If you struggle with your monthly mortgage payments and worry about your ability to hold onto your house, you may wish to consider negotiating a short sale with your lender. A short sale may permit you to walk away from your mortgage without devastating your credit score. However, the short sale process comes with a number of little-known pitfalls. If any liens or abstracts of judgment are attached to your distressed property, you'll need to adjust your approach.
A Brief Introduction to Short Sales
The short sale process isn't hard to understand. Homeowners who negotiate short sales with their lenders are permitted to sell their homes for less than the outstanding balance on their mortgages. In other words, short sales may prevent "underwater" homeowners from abandoning their homes. Although short sales come with plenty of complications and pitfalls, they usually results in outcomes with which both parties can live.
Short Sales vs. Foreclosures
Short sales and foreclosures both force mortgage lenders to take losses on outstanding mortgage debts. The size of these losses can vary tremendously. Since foreclosed homes tend to be in worse shape than short-sold homes, they generally fetch less money on the open market. By contrast, short sales are sold in the regular course of business and may produce only modest losses for lenders.
Abstracts of Judgment
Abstracts of judgment are formal documents that outline the terms of a specific judgment against an individual or entity. Although abstracts of judgment are often used as the legal basis for debt liens against pieces of real property, they're subordinate to "senior" secured debts like back-tax liens and mortgages. Additionally, not all abstracts of judgment become liens. However, this discussion assumes that distressed homeowners must contend with "secured" abstracts during the short sale or foreclosure process.
Can a Short Sale Affect an Abstract of Judgment?
Heavily indebted homeowners who find themselves at risk of eviction often attempt to save face and salvage their credit scores by executing a short sale.

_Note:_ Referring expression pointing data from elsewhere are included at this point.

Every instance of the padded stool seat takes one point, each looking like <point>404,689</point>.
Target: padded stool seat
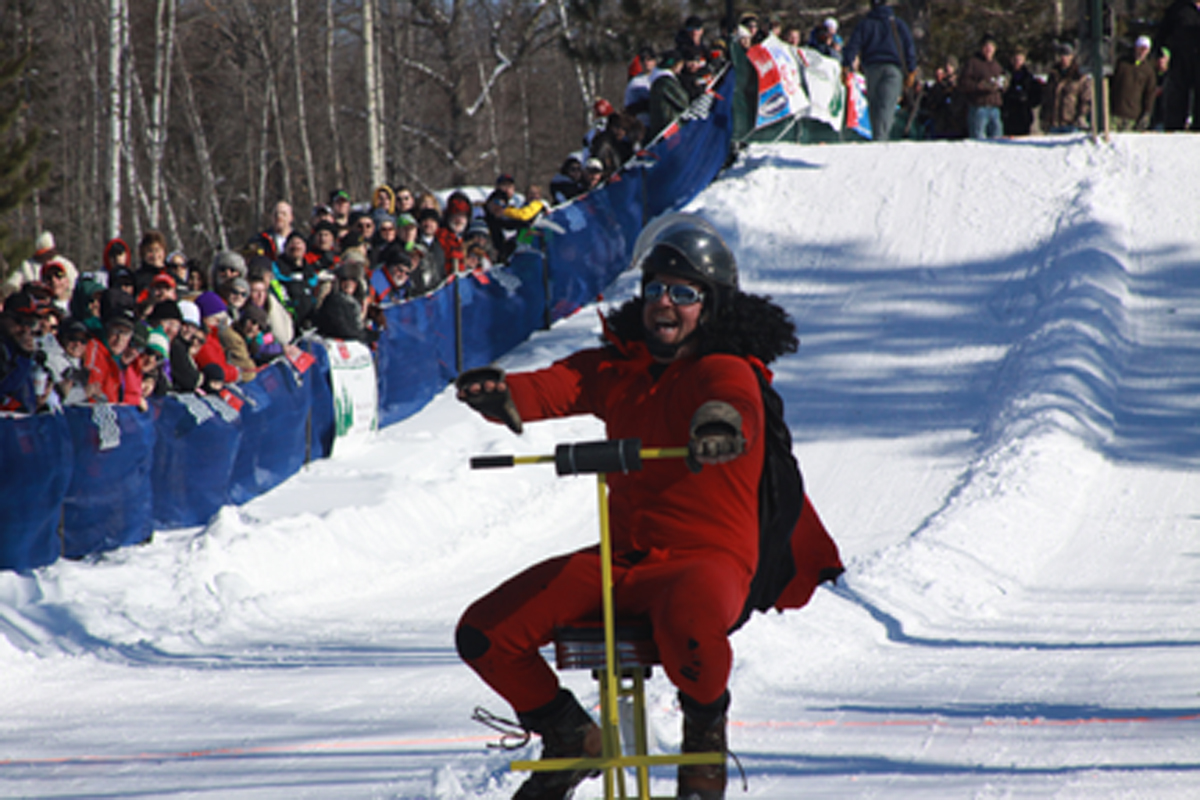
<point>581,647</point>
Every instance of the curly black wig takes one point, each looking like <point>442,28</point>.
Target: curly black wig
<point>748,325</point>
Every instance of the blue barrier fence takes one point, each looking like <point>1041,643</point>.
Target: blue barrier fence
<point>97,477</point>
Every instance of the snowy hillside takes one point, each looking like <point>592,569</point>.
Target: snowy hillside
<point>996,404</point>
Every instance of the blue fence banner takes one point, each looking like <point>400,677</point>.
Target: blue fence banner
<point>274,432</point>
<point>322,426</point>
<point>501,307</point>
<point>103,476</point>
<point>196,447</point>
<point>415,354</point>
<point>109,501</point>
<point>36,455</point>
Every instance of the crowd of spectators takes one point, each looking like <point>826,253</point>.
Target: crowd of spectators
<point>149,320</point>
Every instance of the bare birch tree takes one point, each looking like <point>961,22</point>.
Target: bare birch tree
<point>115,25</point>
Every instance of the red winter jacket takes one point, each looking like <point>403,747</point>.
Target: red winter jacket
<point>118,384</point>
<point>213,353</point>
<point>665,506</point>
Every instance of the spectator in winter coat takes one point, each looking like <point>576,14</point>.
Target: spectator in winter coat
<point>617,142</point>
<point>46,251</point>
<point>215,319</point>
<point>982,84</point>
<point>65,364</point>
<point>55,278</point>
<point>18,346</point>
<point>568,184</point>
<point>342,313</point>
<point>279,320</point>
<point>111,378</point>
<point>691,34</point>
<point>390,283</point>
<point>227,265</point>
<point>294,284</point>
<point>943,103</point>
<point>153,252</point>
<point>885,47</point>
<point>678,367</point>
<point>117,256</point>
<point>282,218</point>
<point>1134,89</point>
<point>185,373</point>
<point>1180,34</point>
<point>1023,95</point>
<point>503,230</point>
<point>1067,101</point>
<point>669,98</point>
<point>637,90</point>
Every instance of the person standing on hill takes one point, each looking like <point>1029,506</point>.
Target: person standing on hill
<point>1180,34</point>
<point>983,84</point>
<point>1134,89</point>
<point>1067,101</point>
<point>682,364</point>
<point>885,48</point>
<point>1023,95</point>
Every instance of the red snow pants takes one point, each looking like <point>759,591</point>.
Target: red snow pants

The short sale process has plenty of tangible benefits and produces fewer financial side effects than foreclosure. Unfortunately, these benefits can actually hurt some homeowners. Since short sales show up on real estate records and credit reports as regular home sales, they're legally indistinguishable from run-of-the-mill transactions that occur between solvent buyers and sellers. As such, short sales are rarely sufficient to put liens that arise from abstracts of judgment to bed. On an individual basis, it may be possible for sellers to work out mutually agreeable deals with their mortgage lenders and lien-holders. However, homeowners should not bet on this outcome.
Other Options for Struggling Homeowners
Since abstracts of judgment are designed to "secure" judgments that would normally take a back seat to senior forms of secured debt, they generally aren't forgiven during the short sale process. However, homeowners who have little hope of staying current on their mortgage payments have some other options at their disposal.
Foreclosure has the same practical effect as a short sale: It absolves the homeowner of further responsibility for his or her mortgage payment and closes the books on his or her relationship with the lender. During the foreclosure process, liens that arise from abstracts of judgment may be settled by the proceeds from the property's sale or negotiated away in some other manner.
Likewise, bankruptcy absolves homeowners and consumers of many forms of debt. By declaring bankruptcy, a homeowner may be able to renegotiate the terms of his or her mortgage or settle this debt outright. He or she may be forced to sell other assets in order to settle lien-related expenses.
Of course, foreclosure and bankruptcy do serious, long-lasting damage to consumers' credit scores. Homeowners who aren't in grave financial distress should initially attempt to preserve their credit by negotiating a short sale. The financial effects of an "overhanging" abstract of judgment usually pale in comparison to the credit-score carnage that foreclosure and bankruptcy can cause.